Algunas veces nos marcan tanto que en verdad nos las aprendemos y las recitamos casi a diario y finalmente, como suele suceder, en la mayoría de las ocasiones se nos olvidan por completo.

¿Por qué sucede esto? Se debe a que estamos acostumbrados a vivir a través de las emociones o los sentimientos que experimentamos. Pensamos acerca de la belleza que encontramos en la unión de ciertos conceptos de una forma en la que sólo nos ilusionamos de una manera un tanto romántica, mas no los llegamos a aplicar íntegramente en nuestra forma habitual de actuar.

Pero qué tal cuando se encarna una situación en la vida que le da mayor sentido a aquellas palabras que algún sabio individuo compartió alguna vez y la frase se torna tridimensional. De pronto ya no es un dicho más, sino que se vuelve parte esencial de ti, tal como un brazo o una pierna. Crees en ella y vives firmemente de acuerdo a su realidad. No es más como “la frase que dicen”, sino “como digo yo”, una afirmación propia.
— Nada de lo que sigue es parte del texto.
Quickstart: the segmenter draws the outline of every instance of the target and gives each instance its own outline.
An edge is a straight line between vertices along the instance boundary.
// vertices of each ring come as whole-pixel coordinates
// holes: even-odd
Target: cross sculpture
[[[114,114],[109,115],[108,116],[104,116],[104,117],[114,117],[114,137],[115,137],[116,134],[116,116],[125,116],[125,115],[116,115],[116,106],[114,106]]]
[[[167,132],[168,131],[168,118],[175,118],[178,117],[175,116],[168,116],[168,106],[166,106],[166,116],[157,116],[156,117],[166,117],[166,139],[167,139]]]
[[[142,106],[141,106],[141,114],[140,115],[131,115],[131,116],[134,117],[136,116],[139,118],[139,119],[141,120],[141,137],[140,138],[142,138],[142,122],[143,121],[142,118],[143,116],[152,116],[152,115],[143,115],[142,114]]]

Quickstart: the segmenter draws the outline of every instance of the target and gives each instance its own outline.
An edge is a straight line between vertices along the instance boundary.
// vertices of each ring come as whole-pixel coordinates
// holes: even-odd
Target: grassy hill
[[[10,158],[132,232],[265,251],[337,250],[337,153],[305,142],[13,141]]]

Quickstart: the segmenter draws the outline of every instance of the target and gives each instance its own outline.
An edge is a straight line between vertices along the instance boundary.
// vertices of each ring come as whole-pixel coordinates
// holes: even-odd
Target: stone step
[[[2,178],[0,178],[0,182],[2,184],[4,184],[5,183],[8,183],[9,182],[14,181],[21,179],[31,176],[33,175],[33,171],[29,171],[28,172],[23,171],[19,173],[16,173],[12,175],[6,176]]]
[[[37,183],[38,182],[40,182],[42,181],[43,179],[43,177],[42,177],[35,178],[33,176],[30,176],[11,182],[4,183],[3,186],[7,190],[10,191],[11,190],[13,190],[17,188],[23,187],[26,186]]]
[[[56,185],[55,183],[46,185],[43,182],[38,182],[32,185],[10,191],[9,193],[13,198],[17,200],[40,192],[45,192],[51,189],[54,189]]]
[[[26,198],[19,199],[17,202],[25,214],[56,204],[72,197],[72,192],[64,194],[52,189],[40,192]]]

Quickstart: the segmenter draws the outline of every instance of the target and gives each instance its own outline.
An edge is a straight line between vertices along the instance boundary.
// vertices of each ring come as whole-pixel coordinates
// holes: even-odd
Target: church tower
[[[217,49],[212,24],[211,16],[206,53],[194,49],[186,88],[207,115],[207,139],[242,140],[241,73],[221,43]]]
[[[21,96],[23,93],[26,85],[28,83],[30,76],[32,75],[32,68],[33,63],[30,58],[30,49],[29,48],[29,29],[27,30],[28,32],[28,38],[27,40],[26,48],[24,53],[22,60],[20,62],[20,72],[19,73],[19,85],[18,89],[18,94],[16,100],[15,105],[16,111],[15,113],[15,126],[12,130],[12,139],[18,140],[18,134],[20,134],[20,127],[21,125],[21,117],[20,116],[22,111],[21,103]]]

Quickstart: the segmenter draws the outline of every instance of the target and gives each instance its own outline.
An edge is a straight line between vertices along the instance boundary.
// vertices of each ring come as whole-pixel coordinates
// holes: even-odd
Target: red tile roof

Es importante hacer una pausa y meditar un poco acerca del por qué esas frases que muy naturalmente compartimos con nuestros allegados hacen sentido en nuestras vidas y caeremos en cuenta de que no sólo es la hermosa combinación de palabras sino el trasfondo en nuestras vidas lo que las hace tan palpables. Yo por mi parte, me permito compartirles esta frase que puede (aparentemente) no tener mucho sentido para algunas personas, pero que a través de mi experiencia de vida es mucho más que cinco palabras: ¡Es mejor dar que recibir!